Perú enfrenta un déficit de infraestructura que supera los 110.000 millones de dólares, según el Barómetro de la Infraestructura del Perú elaborado por EY Consultores y el Centro de Investigación de la Universidad del Pacífico.
A este escenario se suma la percepción de inseguridad jurídica: el 75% de los actores del sector privado considera que las Asociaciones Público-Privadas (APP) operan bajo riesgos legales importantes.
Un déficit que supera los 110.000 millones de dólares
La inversión en infraestructura es vista como un factor clave para el crecimiento económico y la reducción de la desigualdad. El 43% de los encuestados por el estudio considera que este sector tiene el mayor impacto en la economía nacional.
Por cada 1.000 millones de dólares invertidos en obras, se generan hasta 35.000 empleos directos y 5.000 indirectos. Además, elevar el stock de infraestructura puede reducir el coeficiente de Gini entre 0,02 y 0,10, contribuyendo a disminuir las brechas sociales.
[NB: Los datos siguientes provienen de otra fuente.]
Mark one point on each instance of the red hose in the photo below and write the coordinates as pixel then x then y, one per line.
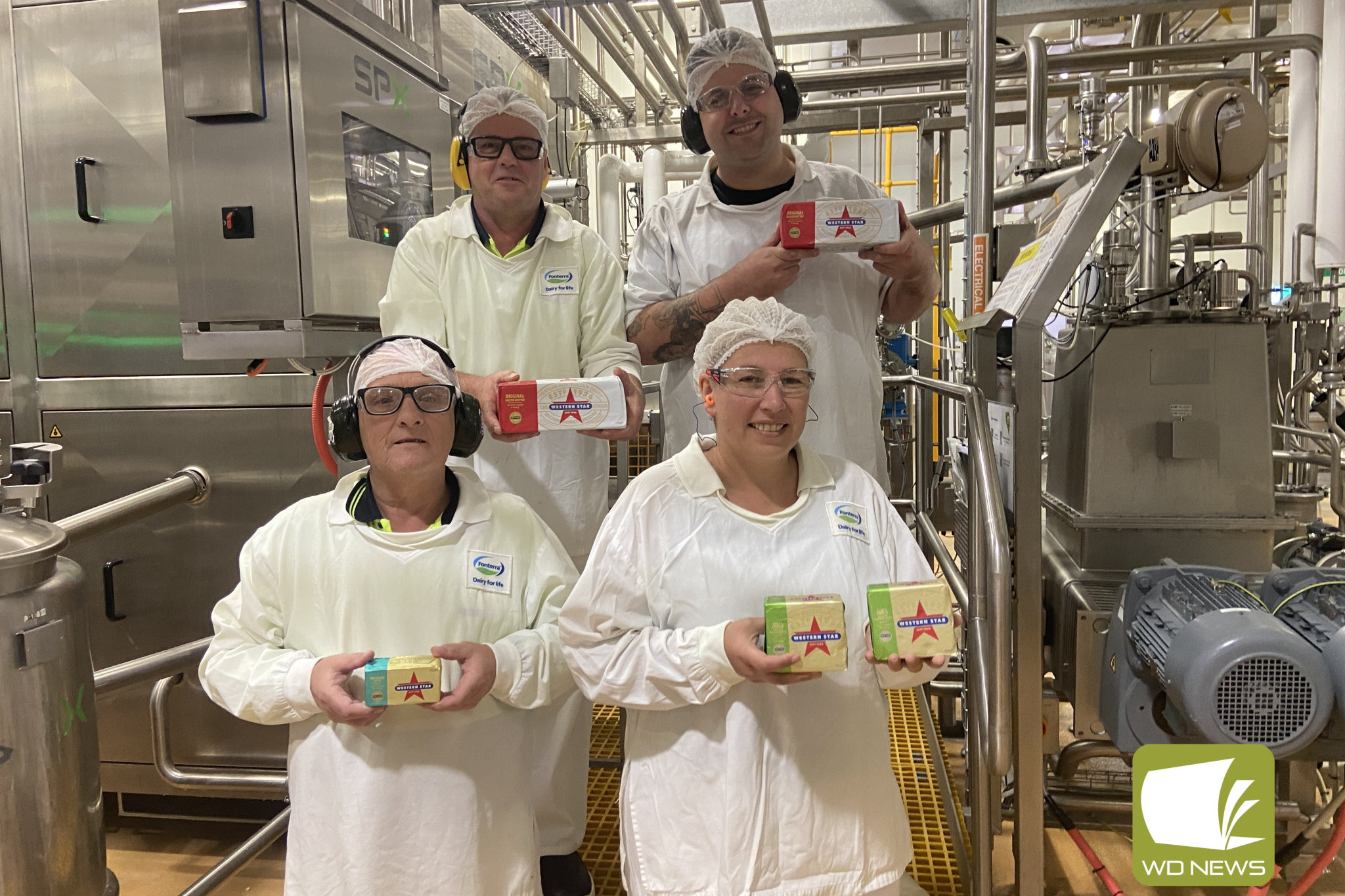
pixel 1324 859
pixel 319 427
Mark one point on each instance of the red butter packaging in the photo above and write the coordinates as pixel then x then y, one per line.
pixel 531 406
pixel 839 224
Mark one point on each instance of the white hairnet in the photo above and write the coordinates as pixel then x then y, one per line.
pixel 752 320
pixel 724 47
pixel 403 356
pixel 502 101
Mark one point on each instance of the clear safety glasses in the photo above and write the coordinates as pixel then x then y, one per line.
pixel 753 382
pixel 749 89
pixel 386 399
pixel 523 148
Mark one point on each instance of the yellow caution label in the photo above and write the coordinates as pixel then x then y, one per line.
pixel 1026 253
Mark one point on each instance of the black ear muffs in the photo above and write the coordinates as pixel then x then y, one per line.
pixel 343 423
pixel 791 101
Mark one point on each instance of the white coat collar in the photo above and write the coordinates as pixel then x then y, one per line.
pixel 701 481
pixel 705 190
pixel 557 227
pixel 474 501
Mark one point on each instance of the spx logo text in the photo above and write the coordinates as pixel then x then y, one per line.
pixel 381 85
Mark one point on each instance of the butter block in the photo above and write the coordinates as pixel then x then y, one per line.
pixel 396 681
pixel 839 224
pixel 810 625
pixel 533 406
pixel 911 617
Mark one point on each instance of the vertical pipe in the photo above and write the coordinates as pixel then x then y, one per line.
pixel 981 144
pixel 1036 160
pixel 1259 207
pixel 655 177
pixel 1301 184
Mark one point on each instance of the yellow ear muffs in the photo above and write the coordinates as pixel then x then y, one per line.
pixel 459 155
Entre 2002 y el primer semestre de 2025, las APP movilizaron cerca de 35.700 millones de dólares, con el transporte y la electricidad como sectores líderes en inversión.
Durante el periodo entre 2023 y junio de 2025, se adjudicaron 32 proyectos APP por 13.251 millones de dólares, beneficiando a 22 millones de personas.
El 83% de los encuestados considera viable ejecutar proyectos mediante APP o bajo el mecanismo Gobierno a Gobierno (G2G), lo que refleja confianza en estos modelos.
Sin embargo, más del 85% califica la capacidad estatal para gestionar riesgos en contratos APP como regular o mala, mientras el 75% percibe la seguridad jurídica de las inversiones en APP como insuficiente.
La inversión en infraestructura impulsa el crecimiento y el empleo
El informe identifica que la infraestructura social, el agua, el saneamiento y las carreteras concentran el mayor potencial de inversión.
El sector educativo cuenta actualmente con 44 colegios en cartera por 615 millones de dólares, mientras que en salud hay seis hospitales en ejecución por 1.284 millones y otros diez proyectados por 4.268 millones.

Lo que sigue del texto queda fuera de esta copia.